May 2026 unemployment numbers are in, and northern Illinois is stuck in a kind of economic limbo. Jobless rates are mostly sitting in the mid-single digits, from roughly 4.0% in Stephenson County to 5.7% inside Rockford city limits. It is a patchwork of modest gains and small dips that still leaves many local communities above the national average, even as some parts of the state manage to eke out payroll growth.
According to the Beloit Daily News, local officials summed up May as a mostly steady month, with several communities logging only slight declines in jobless rates. The paper’s regional roundup leans on county-level tables from state labor officials, paired with on-the-ground reporting that captures how the numbers are landing in neighborhoods.
Rockford-area numbers
County data from the Illinois Department of Employment Security shows Winnebago County at 5.0% unemployment in May 2026, Boone County at 4.7%, Belvidere holding at 4.7%, Freeport at 4.6%, Rockford city at a higher 5.7%, Ogle County at 4.3% and Stephenson County at 4.0%. For the broader Rockford metro area, the not-seasonally-adjusted jobless rate sat at 5.0% for the month.

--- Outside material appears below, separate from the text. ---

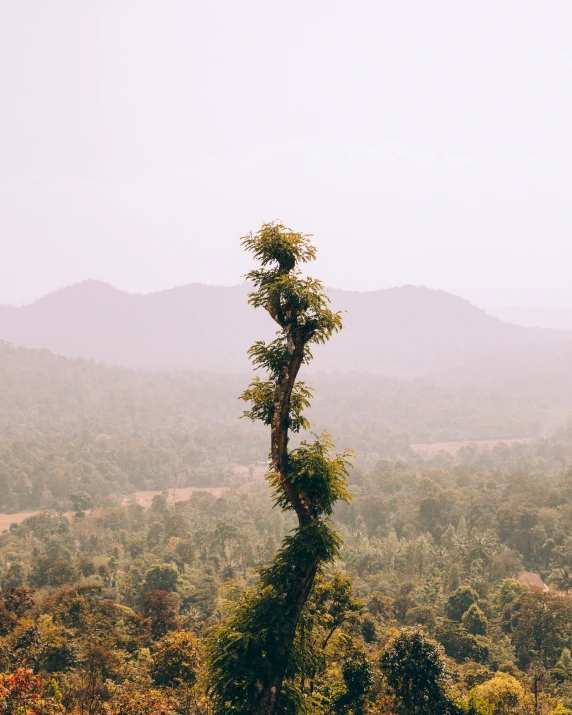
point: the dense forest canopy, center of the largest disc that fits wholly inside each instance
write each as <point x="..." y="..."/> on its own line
<point x="445" y="581"/>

Over the year, the Rockford metro shed 1,900 total nonfarm jobs, according to the Illinois Department of Employment Security. The agency reported that Information and Mining-Construction booked gains, while Manufacturing, Professional-Business Services and Transportation all posted declines, reinforcing that the local labor market is moving in fits and starts rather than in a clean upward line.
National snapshot
Nationwide, the unemployment rate held at 4.3% in May 2026 and employers added about 172,000 payroll jobs. In other words, the country as a whole is running slightly hotter than many pockets of northern Illinois, where joblessness still comes in higher than the U.S. average. That gap helps explain why residents in some communities across the region continue to feel the strain of a softer labor market, even when the headline numbers look relatively firm, according to the Bureau of Labor Statistics.
Statewide picture and where jobs moved
Zooming out to the state level, Illinois is treading its own careful line. The seasonally adjusted unemployment rate held at 5.1% in May, while total nonfarm payrolls ticked up by roughly 6,000 jobs, marking the third month in a row with employment gains.

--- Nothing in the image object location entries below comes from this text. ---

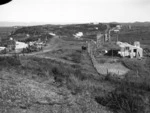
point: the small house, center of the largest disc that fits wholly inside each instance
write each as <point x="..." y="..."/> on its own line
<point x="132" y="51"/>
<point x="78" y="35"/>
<point x="20" y="46"/>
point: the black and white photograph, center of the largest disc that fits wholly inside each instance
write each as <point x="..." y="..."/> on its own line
<point x="75" y="56"/>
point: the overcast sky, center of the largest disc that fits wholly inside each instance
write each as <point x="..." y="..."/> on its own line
<point x="75" y="11"/>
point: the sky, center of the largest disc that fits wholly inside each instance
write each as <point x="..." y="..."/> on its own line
<point x="75" y="11"/>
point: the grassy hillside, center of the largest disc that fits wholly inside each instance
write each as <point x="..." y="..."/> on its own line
<point x="136" y="33"/>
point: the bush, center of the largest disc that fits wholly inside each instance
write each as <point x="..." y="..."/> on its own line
<point x="9" y="61"/>
<point x="124" y="100"/>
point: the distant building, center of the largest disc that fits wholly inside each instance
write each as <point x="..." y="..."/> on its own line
<point x="78" y="35"/>
<point x="130" y="50"/>
<point x="19" y="46"/>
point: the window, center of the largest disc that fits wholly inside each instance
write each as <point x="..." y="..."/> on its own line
<point x="135" y="50"/>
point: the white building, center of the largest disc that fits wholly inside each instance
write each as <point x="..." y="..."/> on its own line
<point x="78" y="35"/>
<point x="130" y="50"/>
<point x="20" y="46"/>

"Illinois added jobs for the third consecutive month in May, while the unemployment rate remained stable," Deputy Governor Andy Manar said in a statement, as reported by IDES. State officials highlighted month-to-month growth in Trade, Transportation and Utilities, Manufacturing and Government as among the strongest spots on the jobs map.
What this means locally
For jobseekers and employers in northern Illinois, the result is an uneven hiring landscape. Construction, education and health services have shown openings, while some manufacturers and business-service firms remain cautious about bringing on new workers. To help close the gap between openings and applicants, the state runs a searchable job portal at IllinoisJobLink and coordinates local hiring events to connect people with available positions.
Full county-by-county tables are available in state releases, and local coverage from outlets like the Beloit Daily News helps put the bare statistics into community context. We will be watching updated figures and local hiring shifts that could reshape the jobless picture across northern Illinois in the months ahead.